Doctors caring for Rep. Gabrielle Giffords performed surgery Saturday to repair a fracture in the roof of the Arizona Democrat’s right eye socket, they said Monday in an update on her condition.

The team at University Medical Center in Tucson, Ariz., announced Saturday that it had removed Giffords, 40, from a ventilator and inserted a tracheotomy tube to allow her to breathe more comfortably on her own. They also reported that she was given a feeding tube, but they did not announce the surgery to repair her eye socket. The procedures took place during the same operation.

Giffords’ condition was upgraded to serious from critical on Sunday because she had been successfully removed from the ventilator, the hospital announced that evening.

Dr. Michael Lemole, the hospital’s chief of neurosurgery, described the repair work Monday. Giffords sustained fractures in the roofs of both eye sockets, but only the one on the right needed to be repaired, he said.

Giffords was shot once in the head on Jan. 8 during an attack in Tucson.
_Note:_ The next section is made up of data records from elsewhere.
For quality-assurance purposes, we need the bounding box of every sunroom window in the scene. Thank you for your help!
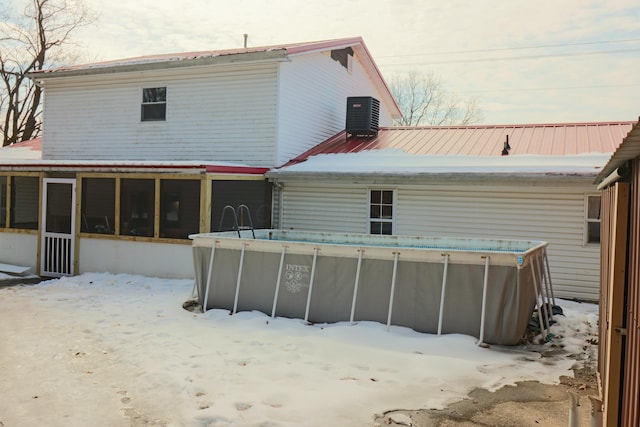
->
[211,180,272,231]
[81,178,115,234]
[0,176,6,227]
[120,179,155,237]
[160,180,200,239]
[10,176,39,230]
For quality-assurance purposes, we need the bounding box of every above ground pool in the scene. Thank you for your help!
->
[190,230,554,345]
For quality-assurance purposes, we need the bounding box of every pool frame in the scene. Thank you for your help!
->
[191,230,554,345]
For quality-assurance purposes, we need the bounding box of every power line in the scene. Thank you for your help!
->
[379,47,640,66]
[376,37,640,59]
[454,83,640,95]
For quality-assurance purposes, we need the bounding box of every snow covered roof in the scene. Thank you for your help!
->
[270,122,634,178]
[595,118,640,185]
[0,156,269,175]
[0,138,42,160]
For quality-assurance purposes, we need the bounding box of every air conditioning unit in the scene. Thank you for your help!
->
[346,96,380,137]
Doctors initially took measures to release some of the pressure from bone fragments, but they delayed the full repair by a week to avoid exacerbating swelling in her brain, Lemole said. 

The procedure required doctors to cut a window into her skull, known as a craniotomy, which they closed with metal mesh, Lemole said.

The neurosurgeon was pleased with Giffords’ progress since the surgery, saying that she returned over the weekend to the same level of interaction she had reached before the procedure.

“At this time, we’re hoping to continue tying up those loose ends and get her ready for that third phase of her care, the rehabilitation,” Lemole said.

Dr. Rainer Gruessner, chief of the University of Arizona’s surgery department, described the procedure as minor. He said it lasted about two hours.